Dass der Wiener Gesundheitsstadtrat Peter Hacker ein besonders kritikfreudiger und kämpferischer Genosse ist, aber nicht die hellste Birne auf dem Kronleuchter, ist vielen politischen Beobachtern schon seit einiger Zeit klar. Im Abendjournal bestätigte der SPÖ-Politiker eindrucksvoll die Worte seines früheren Bürgermeisters Michael Häupl, der 2005 treffend formuliert hatte, „Wahlkampf ist eine Zeit fokussierter Unintelligenz. Da passieren halt gelegentlich Dinge, die nicht gescheit sind – leider auch in der eigenen Partei."
Was war passiert, was den Gemeindepolitiker Hacker so sehr erregte? In einem Realgymnasium in der Wiener Josefstadt stand eine Lehrerin unter Verdacht, sie könnte bei einem Italien-Aufenthalt vor wenigen Tagen mit dem Corona-Virus infiziert worden sein. Die logische Folge: Die Schule wurde gesperrt und die Lehrerin untersucht. Glücklicherweise erwies sich der Verdacht als unbegründet und die Schüler durften ein paar Stunden später nach Hause.
Das veranlasste Hacker zu „harscher Kritik“, wie es die Journal-Moderatorin formulierte. Diese Maßnahme einer Schulsperre sei übertrieben und Schuld daran sei das Bildungsministerium, weil dieses Ministerium werde von der ÖVP geführt.
Da drängt sich die Frage auf, was an einer kurzfristigen Schulsperre falsch sein könnte. Man stelle sich vor, der Corona-Verdacht bei der Lehrerin hätte sich bestätigt und zahllose Schüler und Lehrerkollegen wären – möglicherweise auch bereits infiziert – schon in der ganzen Stadt unterwegs gewesen. Dann wäre ein empörter und entsetzter Aufschrei völlig berechtigt gewesen.
Die Kritik des SPÖ-Hackers war deshalb – milde ausgedrückt – ein wenig seltsam. Dass bei einem Verdacht unverzüglich die notwendigen Maßnahmen getroffen werden müssen, ist eine Selbstverständlichkeit. Das hat nichts mit Panikmache zu tun, sondern nur mit dem konsequenten Kampf gegen die Verbreitung der gefürchteten Krankheit. Solange das funktioniert, wird es gelingen, die Ausbreitung des Corona-Virus im Zaum zu halten.
Kritiker, die lieber ORF-Watch tadeln als den ORF, werden nun einwenden, dem ORF könne man nicht vorwerfen, wenn ein zweit- oder drittklassiger Politiker Unsinn redet. Aber hier ist der ORF mindestens ebenso zu kritisieren, wie der seltsame Herr Hacker.
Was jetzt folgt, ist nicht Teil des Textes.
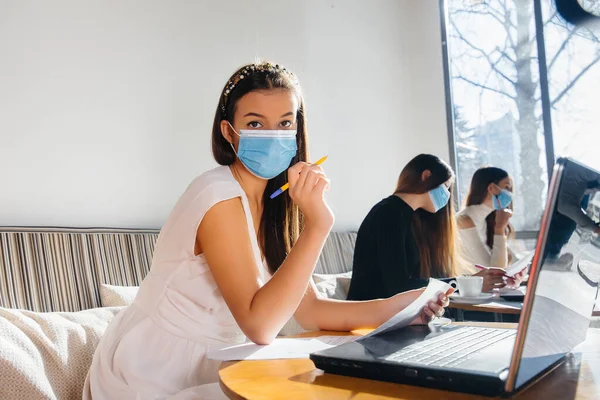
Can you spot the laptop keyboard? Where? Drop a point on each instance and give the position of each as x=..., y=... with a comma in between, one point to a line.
x=452, y=348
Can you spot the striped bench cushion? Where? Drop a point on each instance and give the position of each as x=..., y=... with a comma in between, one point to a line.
x=61, y=269
x=53, y=269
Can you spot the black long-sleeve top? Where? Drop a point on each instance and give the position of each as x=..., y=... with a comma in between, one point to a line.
x=386, y=257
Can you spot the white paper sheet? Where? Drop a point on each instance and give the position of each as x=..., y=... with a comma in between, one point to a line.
x=281, y=348
x=406, y=316
x=337, y=340
x=520, y=265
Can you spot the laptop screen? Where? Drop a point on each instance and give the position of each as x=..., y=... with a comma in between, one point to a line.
x=568, y=272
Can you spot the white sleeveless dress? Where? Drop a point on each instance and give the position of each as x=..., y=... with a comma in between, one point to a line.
x=157, y=347
x=473, y=240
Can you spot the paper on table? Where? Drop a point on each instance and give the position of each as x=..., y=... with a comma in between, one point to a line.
x=280, y=348
x=520, y=265
x=497, y=304
x=406, y=316
x=337, y=340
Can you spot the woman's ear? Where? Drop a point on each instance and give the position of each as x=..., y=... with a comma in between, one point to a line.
x=227, y=131
x=425, y=175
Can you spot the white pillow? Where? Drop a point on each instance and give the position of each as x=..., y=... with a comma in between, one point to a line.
x=47, y=355
x=117, y=296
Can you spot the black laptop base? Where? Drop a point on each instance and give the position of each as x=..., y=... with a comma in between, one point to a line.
x=392, y=372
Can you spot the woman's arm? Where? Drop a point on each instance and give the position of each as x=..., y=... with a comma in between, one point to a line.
x=261, y=311
x=316, y=313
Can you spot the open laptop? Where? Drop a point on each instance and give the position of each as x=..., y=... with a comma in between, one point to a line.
x=556, y=314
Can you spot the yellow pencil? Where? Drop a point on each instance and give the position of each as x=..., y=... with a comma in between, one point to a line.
x=287, y=185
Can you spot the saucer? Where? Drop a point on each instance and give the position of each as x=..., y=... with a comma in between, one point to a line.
x=457, y=298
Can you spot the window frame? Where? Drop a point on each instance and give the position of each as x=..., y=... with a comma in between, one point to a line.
x=544, y=91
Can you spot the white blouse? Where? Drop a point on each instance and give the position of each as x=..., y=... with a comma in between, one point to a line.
x=473, y=242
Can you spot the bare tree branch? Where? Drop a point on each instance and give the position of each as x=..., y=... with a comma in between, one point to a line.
x=560, y=49
x=479, y=85
x=550, y=19
x=574, y=81
x=491, y=14
x=483, y=53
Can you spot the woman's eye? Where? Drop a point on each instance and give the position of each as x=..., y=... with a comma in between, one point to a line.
x=254, y=124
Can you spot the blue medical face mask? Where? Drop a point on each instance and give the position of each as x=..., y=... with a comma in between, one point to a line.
x=439, y=197
x=502, y=200
x=266, y=153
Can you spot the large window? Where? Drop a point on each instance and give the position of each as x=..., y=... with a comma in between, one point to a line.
x=501, y=53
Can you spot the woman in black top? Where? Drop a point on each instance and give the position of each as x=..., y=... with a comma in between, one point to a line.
x=410, y=236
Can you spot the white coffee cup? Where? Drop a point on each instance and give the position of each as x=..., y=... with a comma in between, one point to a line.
x=469, y=286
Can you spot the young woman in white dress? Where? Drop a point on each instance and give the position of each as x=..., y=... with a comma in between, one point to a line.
x=484, y=223
x=230, y=263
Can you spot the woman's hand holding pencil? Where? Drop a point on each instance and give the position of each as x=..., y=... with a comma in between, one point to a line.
x=307, y=185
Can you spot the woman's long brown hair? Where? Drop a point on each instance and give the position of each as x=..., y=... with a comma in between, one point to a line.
x=282, y=221
x=478, y=191
x=435, y=233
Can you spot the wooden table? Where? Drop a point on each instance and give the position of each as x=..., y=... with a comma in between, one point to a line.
x=577, y=378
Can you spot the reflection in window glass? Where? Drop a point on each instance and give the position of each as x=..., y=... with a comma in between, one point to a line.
x=494, y=77
x=573, y=64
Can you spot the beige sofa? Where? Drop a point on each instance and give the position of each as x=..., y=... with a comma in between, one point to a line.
x=60, y=287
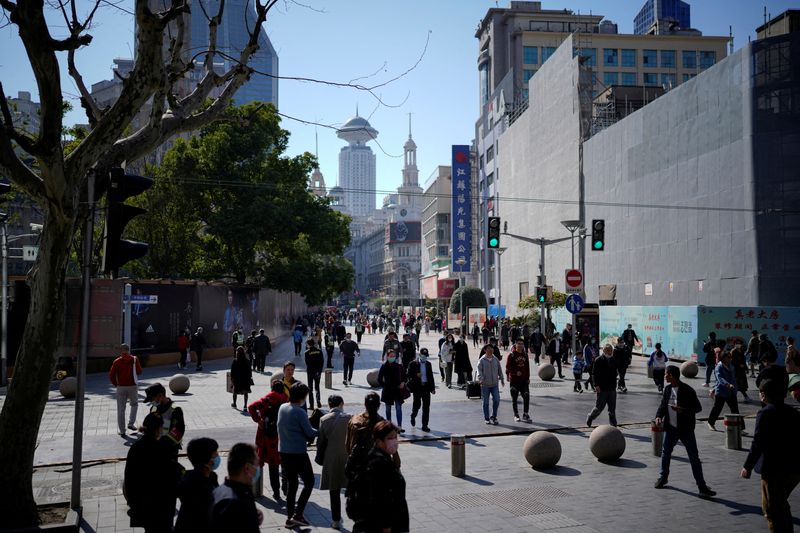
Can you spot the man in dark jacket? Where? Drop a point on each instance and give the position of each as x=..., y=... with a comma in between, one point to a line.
x=421, y=385
x=262, y=348
x=234, y=506
x=604, y=377
x=679, y=405
x=775, y=439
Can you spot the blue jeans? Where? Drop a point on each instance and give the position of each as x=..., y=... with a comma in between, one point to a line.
x=495, y=392
x=398, y=407
x=671, y=438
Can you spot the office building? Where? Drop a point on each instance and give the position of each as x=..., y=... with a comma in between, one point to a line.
x=514, y=45
x=662, y=15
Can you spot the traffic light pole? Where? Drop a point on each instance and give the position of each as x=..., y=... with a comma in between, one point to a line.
x=542, y=242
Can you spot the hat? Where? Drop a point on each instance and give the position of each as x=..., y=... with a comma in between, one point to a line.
x=154, y=390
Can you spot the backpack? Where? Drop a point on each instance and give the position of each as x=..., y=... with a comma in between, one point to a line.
x=357, y=494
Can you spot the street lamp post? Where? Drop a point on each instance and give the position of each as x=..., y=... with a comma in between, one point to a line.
x=572, y=226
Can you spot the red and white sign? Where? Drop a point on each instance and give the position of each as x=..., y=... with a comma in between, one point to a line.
x=573, y=280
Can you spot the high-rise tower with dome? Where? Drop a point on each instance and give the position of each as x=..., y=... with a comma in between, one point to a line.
x=357, y=167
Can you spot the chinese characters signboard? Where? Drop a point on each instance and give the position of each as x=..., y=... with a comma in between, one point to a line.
x=461, y=209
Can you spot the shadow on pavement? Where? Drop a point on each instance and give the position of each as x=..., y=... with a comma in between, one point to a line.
x=559, y=470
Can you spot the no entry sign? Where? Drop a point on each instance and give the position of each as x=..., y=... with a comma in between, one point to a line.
x=573, y=280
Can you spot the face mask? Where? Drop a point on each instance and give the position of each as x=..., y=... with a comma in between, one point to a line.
x=391, y=446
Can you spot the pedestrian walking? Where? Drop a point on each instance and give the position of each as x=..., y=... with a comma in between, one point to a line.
x=262, y=348
x=314, y=363
x=241, y=376
x=294, y=434
x=447, y=353
x=387, y=509
x=658, y=363
x=264, y=412
x=297, y=337
x=421, y=384
x=196, y=488
x=555, y=350
x=123, y=375
x=332, y=455
x=676, y=413
x=604, y=377
x=392, y=379
x=578, y=365
x=622, y=357
x=198, y=344
x=171, y=415
x=518, y=372
x=151, y=479
x=234, y=504
x=775, y=444
x=490, y=376
x=724, y=390
x=711, y=357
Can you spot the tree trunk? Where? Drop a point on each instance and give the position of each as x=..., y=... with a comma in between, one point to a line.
x=28, y=391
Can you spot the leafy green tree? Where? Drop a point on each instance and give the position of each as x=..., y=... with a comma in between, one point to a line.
x=229, y=204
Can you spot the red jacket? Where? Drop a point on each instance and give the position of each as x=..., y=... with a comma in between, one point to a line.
x=121, y=373
x=518, y=367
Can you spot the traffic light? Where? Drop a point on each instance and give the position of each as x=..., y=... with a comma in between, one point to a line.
x=541, y=295
x=116, y=250
x=493, y=234
x=598, y=235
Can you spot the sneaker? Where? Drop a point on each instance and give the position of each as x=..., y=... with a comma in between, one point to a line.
x=706, y=492
x=300, y=520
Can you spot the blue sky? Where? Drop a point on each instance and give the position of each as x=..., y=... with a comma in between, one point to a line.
x=340, y=40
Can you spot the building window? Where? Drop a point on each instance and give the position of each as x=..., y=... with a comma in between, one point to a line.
x=689, y=59
x=649, y=58
x=707, y=59
x=628, y=57
x=610, y=58
x=530, y=55
x=629, y=78
x=668, y=59
x=610, y=78
x=527, y=74
x=650, y=79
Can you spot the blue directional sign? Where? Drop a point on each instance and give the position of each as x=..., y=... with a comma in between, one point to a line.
x=574, y=303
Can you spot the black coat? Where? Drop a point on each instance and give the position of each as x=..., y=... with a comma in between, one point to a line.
x=415, y=377
x=687, y=399
x=390, y=376
x=196, y=493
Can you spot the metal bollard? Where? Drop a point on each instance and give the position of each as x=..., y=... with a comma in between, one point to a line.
x=657, y=437
x=733, y=431
x=457, y=455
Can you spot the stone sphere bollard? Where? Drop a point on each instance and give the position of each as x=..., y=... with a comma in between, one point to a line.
x=372, y=378
x=689, y=369
x=607, y=443
x=542, y=449
x=179, y=384
x=68, y=387
x=547, y=372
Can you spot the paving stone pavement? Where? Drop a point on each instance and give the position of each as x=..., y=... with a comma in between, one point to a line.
x=500, y=493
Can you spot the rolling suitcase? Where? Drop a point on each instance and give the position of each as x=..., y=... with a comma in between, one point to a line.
x=473, y=389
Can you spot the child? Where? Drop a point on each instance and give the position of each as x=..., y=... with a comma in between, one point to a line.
x=577, y=370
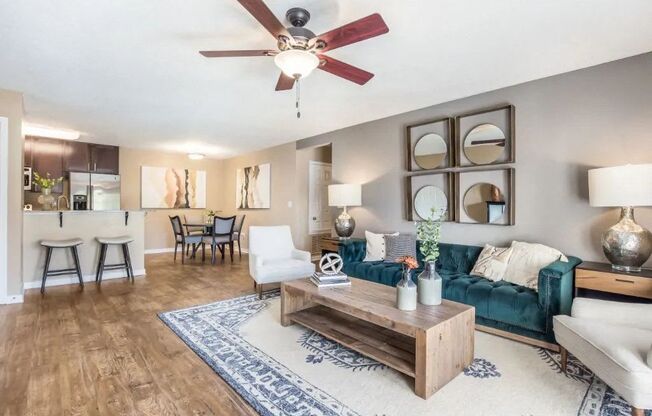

Diese Äußerung des Kommunalpolitikers war für jeden aufmerksamen Journalisten als völlige Nullnummer erkennbar, die man – auch im Interesse des Politikers – besser unter den Tisch fallen lässt.
Aber der ORF macht daraus die Spitzenmeldung im Abendjournal und stellt die „harsche Kritik“ Hackers voran. Grund dafür wird wohl sein, dass der rote Stadtrat unbedingt wieder einmal etwas in ein ORF-Mikrofon sagen wollte, weil schließlich läuft der Wiener Gemeinderatswahlkampf auf Hochtouren. So einen Wunsch kann die Journalredaktion einem wackeren Parteigenossen nicht abschlagen. Auch wenn die Äußerung noch so dumm ist.
Aber Wahlkampf ist eben die Zeit fokussierter Unintelligenz.